Bulletin de l'ALSFX, automne 2008 (extrait)

Obstacle au skieur, en plein sur la piste...

En cette deuxième semaine de décembre 2007, la neige était déjà bien présente au lac St-François-Xavier. Après avoir emprunté le petit sentier du fond de la Baie pour une brève visite à mon chalet, fermé pour l'hiver, je revenais par le corridor aérobique (rue du Chemin de fer), chaussé de mes skis, vers l'église de Montfort. J’y avais laissé l'auto et comptais y rencontrer mon frère qui avait parlé de m’y rejoindre.

Il me fallait maintenant emprunter ou longer la route principale jusqu'au stationnement du «Pavillon», soixante-dix pieds plus loin. Elle est perpendiculaire au corridor mais creusait maintenant une profonde tranchée dans le plateau de neige environnant. Enlever mes skis pour descendre sur la chaussée me paraissait fastidieux car je n'avais pas terminé mon équipée. Au mal que j'ai à les remettre, c'est un pensez-y bien compréhensible.
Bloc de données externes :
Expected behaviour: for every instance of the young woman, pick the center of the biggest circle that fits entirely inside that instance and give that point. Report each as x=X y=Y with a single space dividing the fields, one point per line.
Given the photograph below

Je décidai plutôt de rester sur le talus laissé par la charrue sur le côté de la route.

Le banc de neige bordant la Principale descendait jusqu'au terrain de l'église et je n'avais qu'à me laisser glisser jusqu'en bas. Visiblement, plusieurs l'avaient fait avant moi. Mais voilà que les têtes d’une rangée d'arbustes s'alignaient entre les deux traces de ski laissées par les prédécesseurs, dépassant de plus d'un mètre le sommet du talus, de quoi se faire chatouiller l'entrejambes en passant. Je ne sais quel rigolo ou maladroit avait tracé la voie. Les multiples branches se voulurent complaisantes et l'opération fut réussie sans dommage.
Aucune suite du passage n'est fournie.